# Encoding Types in Machine Learning
---
This notebook explains different types of encoding with **detailed examples and tables**.

## Covered Encoding Types
1. One-Hot Encoding
2. Label Encoding
3. Ordinal Encoding
4. Binary Encoding
5. Frequency / Count Encoding
6. Target / Mean Encoding
7. Hash Encoding
8. Learned Embeddings
9. Text Encodings (BoW, TF-IDF)


## 1) One-Hot Encoding
**Nominal categories → Independent binary columns**.

**Example Data**:

| id | color  |
|---:|:-------|
| 1  | Red    |
| 2  | Blue   |
| 3  | Green  |
| 4  | Red    |


In [1]:
import pandas as pd
from sklearn.preprocessing import OneHotEncoder

df = pd.DataFrame({"id": [1, 2, 3, 4], "color": ["Red", "Blue", "Green", "Red"]})
encoder = OneHotEncoder(sparse_output=False)
encoded = encoder.fit_transform(df[["color"]])
pd.DataFrame(encoded, columns=encoder.get_feature_names_out(["color"]))

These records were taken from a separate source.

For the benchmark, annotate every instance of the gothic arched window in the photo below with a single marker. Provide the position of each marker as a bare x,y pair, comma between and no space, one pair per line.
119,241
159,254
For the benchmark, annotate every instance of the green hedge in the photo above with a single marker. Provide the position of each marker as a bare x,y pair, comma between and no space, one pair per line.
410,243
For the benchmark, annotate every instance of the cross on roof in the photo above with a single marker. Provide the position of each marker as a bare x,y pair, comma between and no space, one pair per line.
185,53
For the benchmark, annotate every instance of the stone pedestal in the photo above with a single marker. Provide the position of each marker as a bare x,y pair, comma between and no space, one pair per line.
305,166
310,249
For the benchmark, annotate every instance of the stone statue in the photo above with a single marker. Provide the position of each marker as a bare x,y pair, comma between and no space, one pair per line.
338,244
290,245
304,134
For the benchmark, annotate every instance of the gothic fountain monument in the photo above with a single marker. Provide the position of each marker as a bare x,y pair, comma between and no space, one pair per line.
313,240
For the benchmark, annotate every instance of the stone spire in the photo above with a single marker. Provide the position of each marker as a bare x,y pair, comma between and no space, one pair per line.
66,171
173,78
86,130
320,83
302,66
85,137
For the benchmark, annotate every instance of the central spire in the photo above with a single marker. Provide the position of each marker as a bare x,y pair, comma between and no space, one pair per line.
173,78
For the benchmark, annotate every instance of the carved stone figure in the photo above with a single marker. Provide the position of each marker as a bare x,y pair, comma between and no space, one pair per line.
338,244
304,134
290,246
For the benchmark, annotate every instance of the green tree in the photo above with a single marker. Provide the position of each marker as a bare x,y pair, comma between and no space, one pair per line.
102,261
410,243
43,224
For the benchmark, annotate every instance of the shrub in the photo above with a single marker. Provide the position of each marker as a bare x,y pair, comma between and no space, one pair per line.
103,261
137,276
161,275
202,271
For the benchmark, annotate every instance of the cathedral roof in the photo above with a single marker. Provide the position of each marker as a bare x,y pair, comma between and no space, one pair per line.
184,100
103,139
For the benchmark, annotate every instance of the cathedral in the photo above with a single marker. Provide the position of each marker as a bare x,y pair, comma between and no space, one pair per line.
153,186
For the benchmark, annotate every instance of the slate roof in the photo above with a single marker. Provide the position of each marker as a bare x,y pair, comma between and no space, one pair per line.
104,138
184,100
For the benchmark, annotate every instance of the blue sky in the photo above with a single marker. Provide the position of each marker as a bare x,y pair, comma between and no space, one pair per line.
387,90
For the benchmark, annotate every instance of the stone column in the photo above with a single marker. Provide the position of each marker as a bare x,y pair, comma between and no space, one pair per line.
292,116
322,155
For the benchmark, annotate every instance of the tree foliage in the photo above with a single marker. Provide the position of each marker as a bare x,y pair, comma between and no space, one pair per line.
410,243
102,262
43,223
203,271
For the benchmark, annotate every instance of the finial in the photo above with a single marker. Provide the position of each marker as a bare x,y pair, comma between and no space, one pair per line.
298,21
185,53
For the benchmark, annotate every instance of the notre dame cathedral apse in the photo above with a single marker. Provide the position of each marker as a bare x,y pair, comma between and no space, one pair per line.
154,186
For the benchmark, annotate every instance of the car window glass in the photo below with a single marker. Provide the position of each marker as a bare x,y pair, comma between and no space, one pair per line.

Unnamed: 0,color_Blue,color_Green,color_Red
0,0.0,0.0,1.0
1,1.0,0.0,0.0
2,0.0,1.0,0.0
3,0.0,0.0,1.0


## 2) Label Encoding
**Each category → integer value** (may imply order).

| id | fruit  |
|---:|:------|
| 1  | Apple  |
| 2  | Banana |
| 3  | Cherry |
| 4  | Apple  |

In [2]:
from sklearn.preprocessing import LabelEncoder

df2 = pd.DataFrame({"id": [1,2,3,4], "fruit": ["Apple","Banana","Cherry","Apple"]})
le = LabelEncoder()
df2["fruit_label"] = le.fit_transform(df2["fruit"])
df2

Unnamed: 0,id,fruit,fruit_label
0,1,Apple,0
1,2,Banana,1
2,3,Cherry,2
3,4,Apple,0


## 3) Ordinal Encoding
**Ordered categories → integer scale.**

| id | size   |
|---:|:-------|
| 1  | Small  |
| 2  | Medium |
| 3  | Large  |
| 4  | Small  |

In [3]:
from sklearn.preprocessing import OrdinalEncoder

df3 = pd.DataFrame({"id":[1,2,3,4], "size":["Small","Medium","Large","Small"]})
encoder = OrdinalEncoder(categories=[["Small","Medium","Large"]])
df3["size_ord"] = encoder.fit_transform(df3[["size"]])
df3

Unnamed: 0,id,size,size_ord
0,1,Small,0.0
1,2,Medium,1.0
2,3,Large,2.0
3,4,Small,0.0


## 4) Binary Encoding
**Category → integer → binary digits.**

In [None]:
!pip install category_encoders -q
import category_encoders as ce

df4 = pd.DataFrame({"id":[1,2,3,4], "city":["Delhi","Mumbai","Pune","Delhi"]})
encoder = ce.BinaryEncoder(cols=["city"])
df4_enc = encoder.fit_transform(df4)
df4_enc


[notice] A new release of pip is available: 24.3.1 -> 25.2
[notice] To update, run: python.exe -m pip install --upgrade pip


Unnamed: 0,id,city_0,city_1
0,1,0,1
1,2,1,0
2,3,1,1
3,4,0,1


## 5) Frequency / Count Encoding
Replace categories with their frequency/count.

In [5]:
df5 = pd.DataFrame({"id":[1,2,3,4,5], "device":["mobile","desktop","mobile","tablet","mobile"]})
freq_map = df5["device"].value_counts().to_dict()
df5["device_count"] = df5["device"].map(freq_map)
df5

Unnamed: 0,id,device,device_count
0,1,mobile,3
1,2,desktop,1
2,3,mobile,3
3,4,tablet,1
4,5,mobile,3


## 6) Target / Mean Encoding
Replace category with mean of target variable.

In [6]:
df6 = pd.DataFrame({"id":[1,2,3,4,5], "plan":["basic","pro","basic","pro","basic"], "churn":[1,0,1,0,0]})
mean_map = df6.groupby("plan")["churn"].mean().to_dict()
df6["plan_mean"] = df6["plan"].map(mean_map)
df6

Unnamed: 0,id,plan,churn,plan_mean
0,1,basic,1,0.666667
1,2,pro,0,0.0
2,3,basic,1,0.666667
3,4,pro,0,0.0
4,5,basic,0,0.666667


## 7) Hash Encoding
Map categories into fixed-size buckets using hash function.

In [7]:
encoder = ce.HashingEncoder(cols=["plan"], n_components=3)
df6_hash = encoder.fit_transform(df6)
df6_hash.head()

Unnamed: 0,col_0,col_1,col_2,id,churn,plan_mean
0,1,0,0,1,1,0.666667
1,0,1,0,2,0,0.0
2,1,0,0,3,1,0.666667
3,0,1,0,4,0,0.0
4,1,0,0,5,0,0.666667


## 8) Learned Embeddings (demo idea)
Typically done in neural nets via an Embedding layer. Hard to demo in small snippet.

## 9) Text Encoding — Bag of Words
Convert text into numeric features.

In [8]:
from sklearn.feature_extraction.text import CountVectorizer

corpus = ["apple banana", "banana carrot"]
vectorizer = CountVectorizer()
X = vectorizer.fit_transform(corpus)
pd.DataFrame(X.toarray(), columns=vectorizer.get_feature_names_out())

Unnamed: 0,apple,banana,carrot
0,1,1,0
1,0,1,1